表題番号:1995A-054 日付:2002/02/25
研究課題ウル第三王朝時代ウンマにおける神殿奉納物受領者
研究者所属(当時) 資格 氏名
(代表者) 文学部 教授 前田 徹
研究成果概要
神殿とは一義的には神々を祭る場所であるが,一個の経営体でもあった。ウル第三王朝時代シュメールの各都市は,各都市の支配者が管轄する王の家産的経営体と神殿の二重の構造になっており,さらに王の家産的な組織においては支配者一族の経営体が独立的に存在した。同様に神殿とされるものも,中心とその周囲をとりまく二重になっていたのではないかと考えられる。そのことを検証するために,奉納物と定期支給各々の受領者を特定することが本課題の目的であった。奉納とは,都市の各層からの持参物(mu-tum2)であり,定期支給(sa2-dug4)は,神々への月単位の奉納や,神殿に奉仕する者への食料支給などのことである。
持参は,主神シャラの各神殿や,ニンウルラ神の神殿のようにウンマ市の主要神の緒神殿への奉納となっており,奉納物はそこから王の経営体に移譲された。一方の定期支給は,そうした主要神殿の他に,神格化した王や,他の群小の諸神に対しても為されていた。つまり,神殿は王の経営体とは別個の独立した組織と権威を有するも,その保護下にあったことが理解される。
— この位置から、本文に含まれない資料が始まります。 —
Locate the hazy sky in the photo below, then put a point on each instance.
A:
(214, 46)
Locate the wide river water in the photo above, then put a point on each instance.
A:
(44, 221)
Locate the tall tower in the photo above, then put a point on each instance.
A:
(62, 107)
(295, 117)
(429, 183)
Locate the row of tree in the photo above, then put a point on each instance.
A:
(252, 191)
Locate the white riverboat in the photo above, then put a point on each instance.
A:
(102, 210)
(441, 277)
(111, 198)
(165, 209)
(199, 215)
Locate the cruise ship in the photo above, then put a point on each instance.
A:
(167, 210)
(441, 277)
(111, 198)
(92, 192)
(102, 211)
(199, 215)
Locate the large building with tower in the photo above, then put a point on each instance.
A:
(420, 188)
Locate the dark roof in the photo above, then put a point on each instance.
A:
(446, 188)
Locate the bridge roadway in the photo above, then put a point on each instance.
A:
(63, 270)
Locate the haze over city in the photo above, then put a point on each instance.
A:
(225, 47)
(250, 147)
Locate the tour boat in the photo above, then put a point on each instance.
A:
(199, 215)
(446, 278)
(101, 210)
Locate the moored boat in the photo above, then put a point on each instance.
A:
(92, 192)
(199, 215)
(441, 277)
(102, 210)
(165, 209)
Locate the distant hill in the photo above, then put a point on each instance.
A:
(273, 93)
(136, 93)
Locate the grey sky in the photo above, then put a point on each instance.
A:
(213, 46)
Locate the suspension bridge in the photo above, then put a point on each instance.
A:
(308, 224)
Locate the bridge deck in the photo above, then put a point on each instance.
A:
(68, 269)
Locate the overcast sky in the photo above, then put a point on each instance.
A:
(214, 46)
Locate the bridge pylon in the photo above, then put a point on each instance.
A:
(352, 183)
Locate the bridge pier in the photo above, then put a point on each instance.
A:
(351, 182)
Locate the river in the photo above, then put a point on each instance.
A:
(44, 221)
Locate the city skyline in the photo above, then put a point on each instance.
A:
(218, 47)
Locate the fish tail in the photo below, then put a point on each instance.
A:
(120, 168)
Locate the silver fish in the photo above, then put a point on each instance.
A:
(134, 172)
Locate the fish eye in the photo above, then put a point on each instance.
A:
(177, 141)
献納を含む持参を扱う者の職名が明示される例は一例しかないが,その場合イシブ神官となっている。定期支給受領者は,グダ神官が担当しており,両者に相違があったようである。グダは,神を祭るという神官本来の意味だけでなく神殿所属の者を総称する場合があるが,一方のイシブは,神を祭る本来的な役割を担った者であった。ここに神殿の二重構造を推定する手がかりがあると思われる。